-Aquí no me hallarán, hay mucha obscuridad. -Se
acurruca y se encoge; tal es su espanto que apenas se atreve a respirar.
Y de pronto siente un bienestar, sus manitas y sus piececitos
no le duelen ya, tiene calor, tanto calor como al lado de una estufa, y todo su
cuerpo se estremece. ¡Ah, va a dormirse! ¡qué agradable es
dormir!
-Me quedaré aquí un momento y luego
volveré a ver las muñecas --pensaba el pequeñuelo, que
sonrió al recordar las muñecas. -¡Todo como si estuvieran
vivas!
Ahora, hete aquí que oye la canción de su
madrecita.

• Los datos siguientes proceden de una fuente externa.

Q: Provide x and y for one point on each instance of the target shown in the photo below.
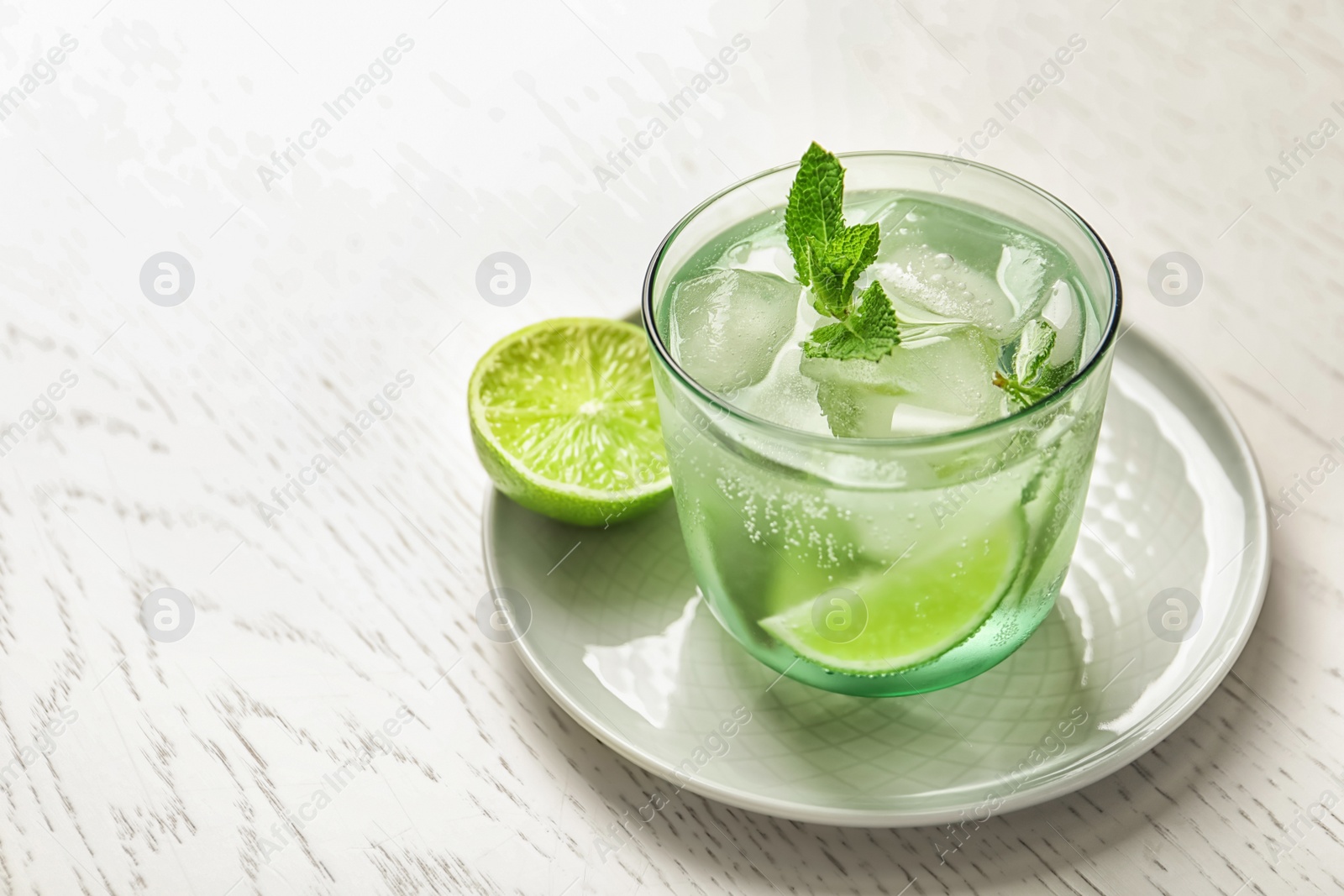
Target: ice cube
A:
(785, 396)
(938, 379)
(727, 327)
(947, 286)
(765, 251)
(1021, 277)
(1063, 313)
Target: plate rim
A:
(1100, 763)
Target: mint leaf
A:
(1032, 380)
(815, 206)
(1034, 349)
(869, 332)
(835, 268)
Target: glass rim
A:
(906, 441)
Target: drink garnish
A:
(830, 255)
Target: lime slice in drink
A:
(566, 423)
(921, 607)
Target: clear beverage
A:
(898, 526)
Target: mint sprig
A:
(869, 332)
(830, 255)
(815, 206)
(1032, 379)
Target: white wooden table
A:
(333, 647)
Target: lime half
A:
(921, 607)
(566, 423)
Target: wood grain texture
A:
(187, 766)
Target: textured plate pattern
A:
(622, 640)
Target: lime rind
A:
(564, 421)
(920, 609)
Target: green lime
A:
(566, 423)
(927, 604)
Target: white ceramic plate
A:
(616, 631)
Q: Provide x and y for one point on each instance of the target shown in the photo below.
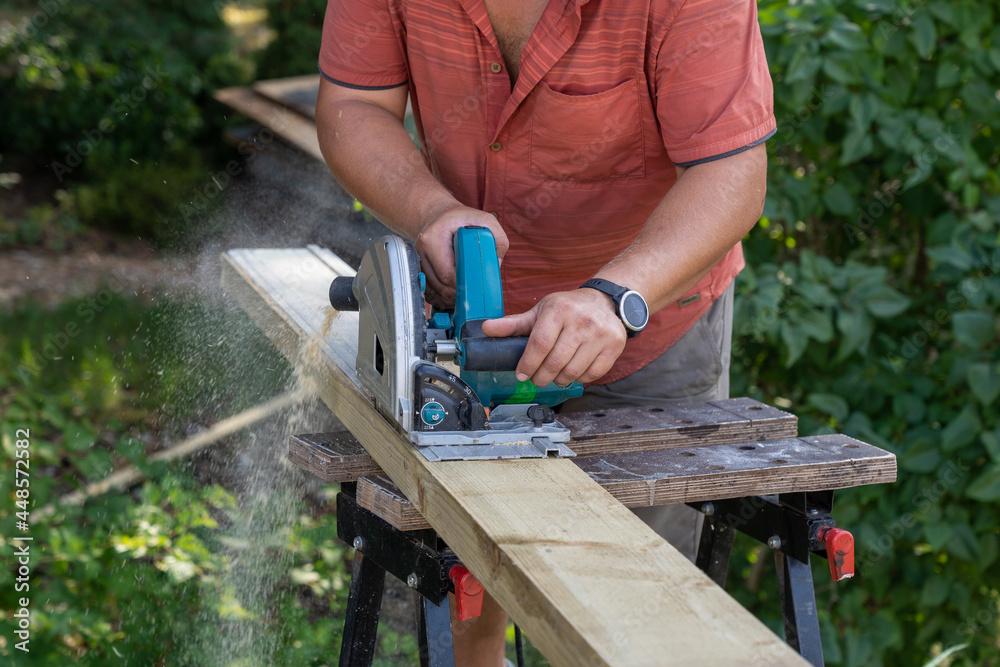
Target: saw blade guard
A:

Mamá, estoy durmiendo... ¡Ah, qué bien se
está aquí para dormir!»
-Ven a mi casa, niñito, a ver el árbol de
Navidad, --pronunció una voz suavísima.
Pensó primero que era su madrecita; pero no, no era
ella.
¿Quién le llama? No sé. Pero alguien se
inclina sobre él y le envuelve en la obscuridad, y él tiende la
mano y de pronto... ¡Oh, qué luz! ¡Oh, qué
árbol de Navidad! No, eso no es un árbol de Navidad, nunca lo ha
visto ni parecido.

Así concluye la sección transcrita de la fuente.